Plastics Recycling Update

Recycling firms unite to oppose reusable plastic bag ban

The Responsible Recycling Alliance is calling for California lawmakers to abandon Senate Bill 1053, which would expand the state’s bag ban to prohibit reusable bags made from 40% post-consumer resin. | Huguette Roe/Shutterstock

Seeking to quash a regulatory change that would remove over 100 million pounds of North American post-consumer resin demand per year, EFS-Plastics, Merlin Plastics and PreZero US have joined together to advocate for retaining recycled-content reusable plastic bags in California’s bag regulations.

The Responsible Recycling Alliance is calling for California lawmakers to abandon Senate Bill 1053 and its companion legislation, Assembly Bill 2236, which would expand the state’s bag ban to prohibit reusable bags made from 40% post-consumer resin. 

In a statement, Roxanne Spiekerman, vice president of public affairs for PreZero US, said that by banning the reusable plastic film bags that contain PCR, the legislation would “force Californians to choose between two options, both of which carry with them negative environmental challenges.”

“The canvas and sewn poly-woven or non-woven polypropylene bags are not recyclable by any known method in the U.S., contain zero post-consumer content, and are typically imported from overseas,” Spiekerman said. “Similarly, paper bags consume more water and energy during production and recycling than reusable plastic film grocery bags, resulting in a bigger carbon footprint, they are not intended to be reused and consumers will have to pay more for them.”

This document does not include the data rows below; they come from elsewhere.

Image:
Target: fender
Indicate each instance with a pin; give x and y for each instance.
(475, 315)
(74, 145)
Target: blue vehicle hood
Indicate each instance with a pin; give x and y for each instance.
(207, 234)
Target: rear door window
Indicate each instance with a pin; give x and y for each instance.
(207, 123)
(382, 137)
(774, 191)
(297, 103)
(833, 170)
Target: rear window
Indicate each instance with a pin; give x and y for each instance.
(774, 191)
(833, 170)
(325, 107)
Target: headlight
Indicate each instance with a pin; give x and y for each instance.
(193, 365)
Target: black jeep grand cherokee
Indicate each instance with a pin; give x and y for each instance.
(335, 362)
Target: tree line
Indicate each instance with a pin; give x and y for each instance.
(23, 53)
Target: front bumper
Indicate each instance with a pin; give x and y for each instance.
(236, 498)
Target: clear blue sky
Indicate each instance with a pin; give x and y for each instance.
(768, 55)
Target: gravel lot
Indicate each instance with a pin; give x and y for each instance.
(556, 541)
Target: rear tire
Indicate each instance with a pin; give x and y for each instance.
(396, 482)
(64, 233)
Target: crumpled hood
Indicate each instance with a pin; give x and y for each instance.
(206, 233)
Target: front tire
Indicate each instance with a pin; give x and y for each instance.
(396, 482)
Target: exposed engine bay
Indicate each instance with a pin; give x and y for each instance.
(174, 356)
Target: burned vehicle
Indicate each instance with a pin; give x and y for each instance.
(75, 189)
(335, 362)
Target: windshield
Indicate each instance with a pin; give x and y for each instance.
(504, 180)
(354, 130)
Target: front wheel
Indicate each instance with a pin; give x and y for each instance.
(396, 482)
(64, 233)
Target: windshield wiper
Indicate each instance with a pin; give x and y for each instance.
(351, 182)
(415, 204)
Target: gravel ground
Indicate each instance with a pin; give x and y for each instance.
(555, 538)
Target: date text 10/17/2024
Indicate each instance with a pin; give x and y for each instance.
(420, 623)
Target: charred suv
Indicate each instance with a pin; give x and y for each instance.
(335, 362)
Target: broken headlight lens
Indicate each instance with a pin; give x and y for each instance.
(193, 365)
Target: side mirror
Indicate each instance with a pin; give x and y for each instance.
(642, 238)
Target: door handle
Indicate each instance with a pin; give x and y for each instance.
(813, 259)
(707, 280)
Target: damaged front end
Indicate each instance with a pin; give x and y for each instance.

The newly formed group doesn’t dispute that plastic bag recycling needs substantial improvement. But rather than banning the reusable plastic bags, it advocates for bringing them into the emerging extended producer responsibility for packaging program, SB 54. This would improve bag recycling in the state, maintain a significant market for post-consumer resin and do so with the financial responsibility falling to producers.

Spiekerman pointed out that “plastic film bag producers, as defined by SB 54, are the ones who will pay to fund the plastics collection infrastructure and the system wide improvements necessary to ensure that plastic film is recycled.”

EFS-Plastics previously estimated California’s PCR requirement for reusable plastic bags contributes to at least 100 million pounds per year of recycled resin demand, while the American Recyclable Plastic Bag Alliance industry group has estimated the demand is as high as 183 million pounds per year.

SB 1053 was approved by the state Senate in May and was referred to the state Assembly. On July 1, the Assembly Committee on Natural Resources voted to approve the bill with minor amendments. Next it goes to the committee on Appropriations before facing a floor vote.

Wider scrutiny on plastics in California

The proposed ban expansion comes as the California Attorney General’s office is scrutinizing plastic bag manufacturers, including producers of recycled-content bags, and two key plastics industry groups.

The bag producer scrutiny began in 2022, when Attorney General Rob Bonta asked Novolex, Revolution, Inteplast, Advance Polybag, Metro Polybag and Papier-Mettler to prove their bags are recyclable. Separately, Bonta in 2022 and 2023 issued subpoenas to the Plastics Industry Association and American Chemistry Council, respectively, seeking documents related to the organizations’ claims about recycling.

Bonta sought documents from the Plastics Industry Association “regarding the feasibility of recycling and the evolution of the organization’s campaign surrounding the recyclability of plastic,” his office stated in a recent release. And Bonta sought documents describing an ACC-funded study submitted to the Federal Trade Commission “in an attempt to modify the existing definition of recycled content and other definitions relevant to their campaign to expand chemical recycling,” his office announced.

On May 24, legal counsel for ACC filed a federal complaint against Bonta, alleging to the U.S. District Court for the District of Columbia that Bonta’s actions amounted to “an attempt by a state attorney general to use the powers of his office to punish a private party for presenting views to a federal agency that conflict with the policy positions that the state official supports.” 

The complaint noted Bonta and ACC both testified to the FTC about updates to its Green Guides, on opposing sides of the chemical recycling debate, and it alleged his subpoenas were an effort to learn about ACC’s advocacy and “hinder its political engagement on the same policy issue that his office and ACC and its members disagree.”

On May 28, Bonta’s office announced neither organization had adequately responded to the subpoenas, and he petitioned Sacramento County Superior Court to order the organizations to respond.

“The continuous delay tactics are failing to comply with our subpoena,” Bonta said in the release. “Enough is enough: What are they trying to hide?”

Last week, legal counsel for ACC asked the court to quash Bonta’s request to the California court until the federal case is ruled on.

“Rather than rest on the persuasiveness of his advocacy, Bonta has chosen to wield the power he holds as California’s top prosecutor to harass and retaliate against those on the other side of a policy divide,” ACC’s legal counsel wrote.

A hearing on ACC’s motion to stop the California proceedings is set for Sept. 18. Meanwhile, the Plastics Industry Association has not yet responded to Bonta’s latest court action.